His father was hugging a large stack of papers to his chest, hunching over them the way a bird might hunch over something just captured. As Yitian approached, his father brought the bundle closer to the flames, so the contents were illuminated. Yitian startled to recognize his own handwriting, jutting and blocky, on notes that must have been written in elementary school. Farther behind in the stack, there were the tightly scrawled characters of his gaokao notes.
He lunged out at his father, trying to grab the papers.
His father, moving with a quickness that Yitian would not have expected him capable of after all he’d drunk that day, shuffled back quickly out of Yitian’s reach.
“Take the rest of your clothes and possessions. You,” he said, turning to Yitian, “are not my son.” In the dusk, his father’s shadow lengthened and merged with the dark shapes of the courtyard, rendering his outline bulky and terrifying in a way that Yitian had not felt since he was a child.
His mother had run out of the home at the sounds from the courtyard. “Don’t do this to him,” she cried. “He’s the only son we have left.”
“Because of him, our son died. If he hadn’t had all these ideas and insisted on going to university, Yishou wouldn’t have contracted that illness.”
“How could we have known what would happen? It’s not his fault. No one can predict what Heaven has in store for us.”
His father turned to Yitian. “Always the same mistakes. You and my father, making the same mistakes.

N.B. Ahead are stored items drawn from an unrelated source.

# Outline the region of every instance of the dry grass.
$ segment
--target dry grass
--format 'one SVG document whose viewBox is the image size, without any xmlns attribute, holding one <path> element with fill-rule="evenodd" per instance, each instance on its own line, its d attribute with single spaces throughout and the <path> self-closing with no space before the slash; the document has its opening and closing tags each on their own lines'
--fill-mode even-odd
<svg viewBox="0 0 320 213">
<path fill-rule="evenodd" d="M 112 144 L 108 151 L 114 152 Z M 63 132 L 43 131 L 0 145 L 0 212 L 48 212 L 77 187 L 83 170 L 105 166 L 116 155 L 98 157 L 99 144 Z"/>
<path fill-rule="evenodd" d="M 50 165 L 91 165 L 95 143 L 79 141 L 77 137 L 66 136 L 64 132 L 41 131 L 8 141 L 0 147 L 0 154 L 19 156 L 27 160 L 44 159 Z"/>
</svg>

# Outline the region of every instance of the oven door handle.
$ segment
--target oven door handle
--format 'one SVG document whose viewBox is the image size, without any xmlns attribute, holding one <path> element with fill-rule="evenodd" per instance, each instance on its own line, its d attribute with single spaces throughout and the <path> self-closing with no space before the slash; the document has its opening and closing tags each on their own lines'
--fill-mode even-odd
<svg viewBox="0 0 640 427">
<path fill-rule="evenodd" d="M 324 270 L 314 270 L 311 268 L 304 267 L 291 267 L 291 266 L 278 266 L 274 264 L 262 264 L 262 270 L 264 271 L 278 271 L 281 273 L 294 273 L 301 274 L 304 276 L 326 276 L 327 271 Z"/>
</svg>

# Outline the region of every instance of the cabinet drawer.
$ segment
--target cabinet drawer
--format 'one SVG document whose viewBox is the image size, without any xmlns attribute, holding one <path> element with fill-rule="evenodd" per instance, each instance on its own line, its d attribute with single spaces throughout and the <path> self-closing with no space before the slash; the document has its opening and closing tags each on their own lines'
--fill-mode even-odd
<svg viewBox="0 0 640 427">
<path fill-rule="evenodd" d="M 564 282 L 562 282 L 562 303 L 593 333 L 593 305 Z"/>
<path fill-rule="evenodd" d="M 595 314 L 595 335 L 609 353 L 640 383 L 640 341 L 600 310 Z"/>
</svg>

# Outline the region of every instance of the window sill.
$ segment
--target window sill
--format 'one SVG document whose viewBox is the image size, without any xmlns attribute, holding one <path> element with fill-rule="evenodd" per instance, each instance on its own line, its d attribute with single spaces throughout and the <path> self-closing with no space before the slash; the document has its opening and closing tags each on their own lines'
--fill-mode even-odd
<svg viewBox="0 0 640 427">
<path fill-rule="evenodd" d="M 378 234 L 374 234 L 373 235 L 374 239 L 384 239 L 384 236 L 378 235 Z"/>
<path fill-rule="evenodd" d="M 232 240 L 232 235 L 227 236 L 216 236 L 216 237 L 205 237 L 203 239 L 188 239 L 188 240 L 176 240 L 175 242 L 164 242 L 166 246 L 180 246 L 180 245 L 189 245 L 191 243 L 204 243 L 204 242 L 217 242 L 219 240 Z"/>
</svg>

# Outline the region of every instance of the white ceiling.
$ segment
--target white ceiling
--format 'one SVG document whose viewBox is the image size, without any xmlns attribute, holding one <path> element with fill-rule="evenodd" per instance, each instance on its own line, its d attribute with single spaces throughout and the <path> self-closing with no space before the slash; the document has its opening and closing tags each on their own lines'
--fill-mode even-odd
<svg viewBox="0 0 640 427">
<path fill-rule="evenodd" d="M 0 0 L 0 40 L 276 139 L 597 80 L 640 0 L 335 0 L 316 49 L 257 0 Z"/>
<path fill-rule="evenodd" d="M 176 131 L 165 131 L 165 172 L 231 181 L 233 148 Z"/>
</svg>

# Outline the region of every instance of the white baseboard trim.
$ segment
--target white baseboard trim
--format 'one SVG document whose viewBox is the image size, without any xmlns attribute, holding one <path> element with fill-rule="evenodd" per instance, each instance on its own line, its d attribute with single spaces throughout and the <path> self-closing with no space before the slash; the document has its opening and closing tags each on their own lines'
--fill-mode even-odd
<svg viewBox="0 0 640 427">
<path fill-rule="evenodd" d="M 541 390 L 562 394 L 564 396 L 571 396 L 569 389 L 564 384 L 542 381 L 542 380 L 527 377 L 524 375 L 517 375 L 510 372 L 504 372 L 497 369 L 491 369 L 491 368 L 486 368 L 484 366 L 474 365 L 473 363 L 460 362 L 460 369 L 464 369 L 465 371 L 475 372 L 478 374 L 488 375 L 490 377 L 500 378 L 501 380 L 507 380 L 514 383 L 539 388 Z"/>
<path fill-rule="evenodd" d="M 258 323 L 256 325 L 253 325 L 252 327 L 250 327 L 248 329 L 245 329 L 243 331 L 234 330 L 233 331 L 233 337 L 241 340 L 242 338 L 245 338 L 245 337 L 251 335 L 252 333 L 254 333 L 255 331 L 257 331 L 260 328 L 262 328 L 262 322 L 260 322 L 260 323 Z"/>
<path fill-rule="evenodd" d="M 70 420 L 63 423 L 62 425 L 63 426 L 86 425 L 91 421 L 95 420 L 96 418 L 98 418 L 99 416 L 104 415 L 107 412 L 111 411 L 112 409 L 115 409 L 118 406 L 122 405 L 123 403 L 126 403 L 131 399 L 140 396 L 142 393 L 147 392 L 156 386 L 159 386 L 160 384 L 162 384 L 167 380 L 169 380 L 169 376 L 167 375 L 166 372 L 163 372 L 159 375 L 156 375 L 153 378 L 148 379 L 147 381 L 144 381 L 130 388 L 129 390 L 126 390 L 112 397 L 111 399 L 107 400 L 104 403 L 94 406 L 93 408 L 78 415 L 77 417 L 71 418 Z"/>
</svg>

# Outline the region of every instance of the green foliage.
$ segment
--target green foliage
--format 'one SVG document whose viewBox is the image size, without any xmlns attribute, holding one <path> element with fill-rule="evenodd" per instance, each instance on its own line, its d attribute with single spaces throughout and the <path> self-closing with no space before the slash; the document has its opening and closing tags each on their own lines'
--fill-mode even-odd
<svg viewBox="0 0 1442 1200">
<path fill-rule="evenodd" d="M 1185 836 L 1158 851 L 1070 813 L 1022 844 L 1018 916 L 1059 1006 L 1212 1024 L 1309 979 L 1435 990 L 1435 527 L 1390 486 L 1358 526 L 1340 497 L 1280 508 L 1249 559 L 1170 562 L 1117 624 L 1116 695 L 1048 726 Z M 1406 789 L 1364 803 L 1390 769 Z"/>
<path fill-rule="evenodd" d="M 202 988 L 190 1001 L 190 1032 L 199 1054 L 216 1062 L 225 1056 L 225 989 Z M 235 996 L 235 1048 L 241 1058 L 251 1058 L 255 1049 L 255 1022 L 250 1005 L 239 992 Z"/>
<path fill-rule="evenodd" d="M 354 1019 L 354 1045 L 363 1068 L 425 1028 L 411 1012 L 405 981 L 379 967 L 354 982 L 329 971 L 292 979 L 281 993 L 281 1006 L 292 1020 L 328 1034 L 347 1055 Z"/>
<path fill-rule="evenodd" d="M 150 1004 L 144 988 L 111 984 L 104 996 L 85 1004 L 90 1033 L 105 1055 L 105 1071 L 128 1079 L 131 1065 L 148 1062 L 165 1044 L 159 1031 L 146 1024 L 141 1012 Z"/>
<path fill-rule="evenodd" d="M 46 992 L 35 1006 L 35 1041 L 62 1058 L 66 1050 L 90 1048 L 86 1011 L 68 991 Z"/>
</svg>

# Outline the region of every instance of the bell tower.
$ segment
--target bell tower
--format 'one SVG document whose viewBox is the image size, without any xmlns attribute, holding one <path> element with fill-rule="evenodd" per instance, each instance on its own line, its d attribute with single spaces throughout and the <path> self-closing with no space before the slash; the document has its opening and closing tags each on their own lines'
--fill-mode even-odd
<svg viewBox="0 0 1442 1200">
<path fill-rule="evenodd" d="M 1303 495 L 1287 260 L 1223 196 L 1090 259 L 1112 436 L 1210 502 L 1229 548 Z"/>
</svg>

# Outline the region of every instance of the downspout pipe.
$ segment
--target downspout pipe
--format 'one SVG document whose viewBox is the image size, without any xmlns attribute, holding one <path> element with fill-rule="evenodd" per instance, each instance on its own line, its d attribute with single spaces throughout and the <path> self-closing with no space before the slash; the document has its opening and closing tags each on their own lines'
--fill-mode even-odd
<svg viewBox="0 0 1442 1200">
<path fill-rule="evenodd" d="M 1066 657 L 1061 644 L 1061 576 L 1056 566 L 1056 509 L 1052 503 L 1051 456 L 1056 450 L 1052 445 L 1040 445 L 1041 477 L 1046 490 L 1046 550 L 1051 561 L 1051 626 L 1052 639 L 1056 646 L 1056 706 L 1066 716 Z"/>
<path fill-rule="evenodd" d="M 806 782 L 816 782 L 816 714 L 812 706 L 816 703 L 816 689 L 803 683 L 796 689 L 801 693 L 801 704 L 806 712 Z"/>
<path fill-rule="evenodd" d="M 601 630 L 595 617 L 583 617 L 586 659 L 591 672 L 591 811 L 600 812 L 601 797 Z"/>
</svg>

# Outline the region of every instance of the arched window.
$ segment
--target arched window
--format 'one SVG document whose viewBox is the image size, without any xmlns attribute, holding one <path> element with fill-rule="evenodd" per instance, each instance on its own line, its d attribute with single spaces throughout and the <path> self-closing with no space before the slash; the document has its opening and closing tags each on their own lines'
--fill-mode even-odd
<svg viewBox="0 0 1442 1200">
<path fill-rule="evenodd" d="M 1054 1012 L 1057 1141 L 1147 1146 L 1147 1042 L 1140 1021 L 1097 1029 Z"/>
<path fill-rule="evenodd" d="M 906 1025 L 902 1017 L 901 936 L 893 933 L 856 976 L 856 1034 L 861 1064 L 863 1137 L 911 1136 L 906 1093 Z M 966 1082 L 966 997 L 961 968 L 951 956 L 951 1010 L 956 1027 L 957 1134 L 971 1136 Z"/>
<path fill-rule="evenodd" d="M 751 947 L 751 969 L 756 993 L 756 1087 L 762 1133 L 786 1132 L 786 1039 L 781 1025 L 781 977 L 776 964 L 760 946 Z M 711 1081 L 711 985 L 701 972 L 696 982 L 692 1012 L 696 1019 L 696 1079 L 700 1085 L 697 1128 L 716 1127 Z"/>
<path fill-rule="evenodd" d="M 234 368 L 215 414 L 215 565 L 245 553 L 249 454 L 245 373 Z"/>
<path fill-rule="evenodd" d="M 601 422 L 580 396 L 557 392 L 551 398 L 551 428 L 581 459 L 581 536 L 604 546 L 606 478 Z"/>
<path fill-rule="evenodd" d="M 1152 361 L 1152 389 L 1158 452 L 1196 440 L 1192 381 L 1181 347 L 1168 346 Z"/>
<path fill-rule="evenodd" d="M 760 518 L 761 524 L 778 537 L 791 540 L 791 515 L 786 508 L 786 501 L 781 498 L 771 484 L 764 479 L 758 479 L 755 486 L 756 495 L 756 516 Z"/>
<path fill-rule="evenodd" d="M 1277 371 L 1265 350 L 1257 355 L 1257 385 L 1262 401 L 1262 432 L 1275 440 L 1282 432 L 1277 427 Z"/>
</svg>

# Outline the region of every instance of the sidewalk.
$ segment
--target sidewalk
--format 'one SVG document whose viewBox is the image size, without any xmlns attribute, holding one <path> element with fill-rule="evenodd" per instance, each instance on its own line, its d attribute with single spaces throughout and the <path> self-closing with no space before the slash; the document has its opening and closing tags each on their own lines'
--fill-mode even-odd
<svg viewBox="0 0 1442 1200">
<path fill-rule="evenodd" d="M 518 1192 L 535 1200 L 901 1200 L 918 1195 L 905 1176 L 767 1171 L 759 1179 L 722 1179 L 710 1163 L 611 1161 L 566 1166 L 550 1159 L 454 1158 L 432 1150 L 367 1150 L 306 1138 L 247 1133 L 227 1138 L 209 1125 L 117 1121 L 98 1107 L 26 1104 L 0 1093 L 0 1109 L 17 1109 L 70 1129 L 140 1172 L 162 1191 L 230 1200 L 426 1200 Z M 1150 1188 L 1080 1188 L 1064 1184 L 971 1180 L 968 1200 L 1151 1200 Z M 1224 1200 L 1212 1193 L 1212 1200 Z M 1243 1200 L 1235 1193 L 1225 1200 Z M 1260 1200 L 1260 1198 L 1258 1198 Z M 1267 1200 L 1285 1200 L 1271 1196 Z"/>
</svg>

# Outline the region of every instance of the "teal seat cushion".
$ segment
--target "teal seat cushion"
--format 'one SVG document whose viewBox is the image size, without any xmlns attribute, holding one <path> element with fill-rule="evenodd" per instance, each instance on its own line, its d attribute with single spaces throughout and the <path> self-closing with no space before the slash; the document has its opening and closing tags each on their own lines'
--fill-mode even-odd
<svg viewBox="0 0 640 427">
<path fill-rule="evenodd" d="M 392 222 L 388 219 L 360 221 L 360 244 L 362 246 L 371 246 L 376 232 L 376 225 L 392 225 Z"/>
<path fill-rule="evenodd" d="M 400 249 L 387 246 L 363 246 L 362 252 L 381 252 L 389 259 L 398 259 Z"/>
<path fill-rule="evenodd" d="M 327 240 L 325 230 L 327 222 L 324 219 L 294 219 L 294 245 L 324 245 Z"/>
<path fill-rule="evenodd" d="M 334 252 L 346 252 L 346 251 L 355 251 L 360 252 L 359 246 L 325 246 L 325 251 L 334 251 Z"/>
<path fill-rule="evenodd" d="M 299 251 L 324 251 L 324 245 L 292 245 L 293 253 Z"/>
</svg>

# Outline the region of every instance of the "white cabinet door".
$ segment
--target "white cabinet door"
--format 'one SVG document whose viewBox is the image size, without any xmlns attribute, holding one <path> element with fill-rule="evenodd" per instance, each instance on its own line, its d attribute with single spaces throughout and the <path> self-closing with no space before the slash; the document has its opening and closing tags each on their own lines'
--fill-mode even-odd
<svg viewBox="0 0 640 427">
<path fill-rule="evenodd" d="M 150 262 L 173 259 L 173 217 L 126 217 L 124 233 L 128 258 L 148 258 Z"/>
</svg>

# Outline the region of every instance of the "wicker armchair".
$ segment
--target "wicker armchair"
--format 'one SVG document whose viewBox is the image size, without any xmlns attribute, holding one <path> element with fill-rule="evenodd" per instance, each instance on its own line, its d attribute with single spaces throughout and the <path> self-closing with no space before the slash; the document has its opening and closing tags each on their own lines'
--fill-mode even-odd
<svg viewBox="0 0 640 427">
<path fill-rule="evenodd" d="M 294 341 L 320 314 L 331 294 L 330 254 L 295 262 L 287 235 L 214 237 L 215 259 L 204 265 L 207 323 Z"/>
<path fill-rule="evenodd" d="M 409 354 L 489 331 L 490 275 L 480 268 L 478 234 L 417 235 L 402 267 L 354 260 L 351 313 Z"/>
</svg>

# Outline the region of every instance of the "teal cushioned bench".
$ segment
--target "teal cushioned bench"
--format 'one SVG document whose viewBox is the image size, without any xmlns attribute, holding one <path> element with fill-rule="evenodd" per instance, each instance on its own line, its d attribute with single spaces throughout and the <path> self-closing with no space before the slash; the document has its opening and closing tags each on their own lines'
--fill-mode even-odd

Giving up life for those books,” he slurred. “Do you know what it’s like, to be ten years old and responsible for the entire family? Because your own father doesn’t know how to lift even a finger to work.”
“Please, Ba,” Yitian begged. “I don’t want it anymore. I don’t need to go to college.” He was willing to say anything to stop his father’s words from unspooling further.
The fire, feeding off a sudden gust of wind, released more plumes into the air. His father coughed deeply. “Go. It doesn’t matter to me where you are anymore. You killed your brother.”
“It’s no use to talk about the past this way,” his mother wailed.
He had the sensation that his parents were speaking about him as if he were a stranger visiting their home, already rendered the person his father had abandoned him to be. His father still clutched his papers, sandwiching them now between his arm and his torso as he waved his free hand around in accusation.
The sky was almost completely dark, and the red glow of the flames cast his father’s wrinkles into a deeper etching than Yitian had ever seen before. He thought for a moment that he would be hit. The beatings of his youth had come in his father’s fits of uncontrolled temper—Yitian cowering as the dirty edges of a wooden stake were brought onto his thighs—compounded by drunkenness, but his father’s voice wasn’t like that now. He spoke slowly, controlling his fury.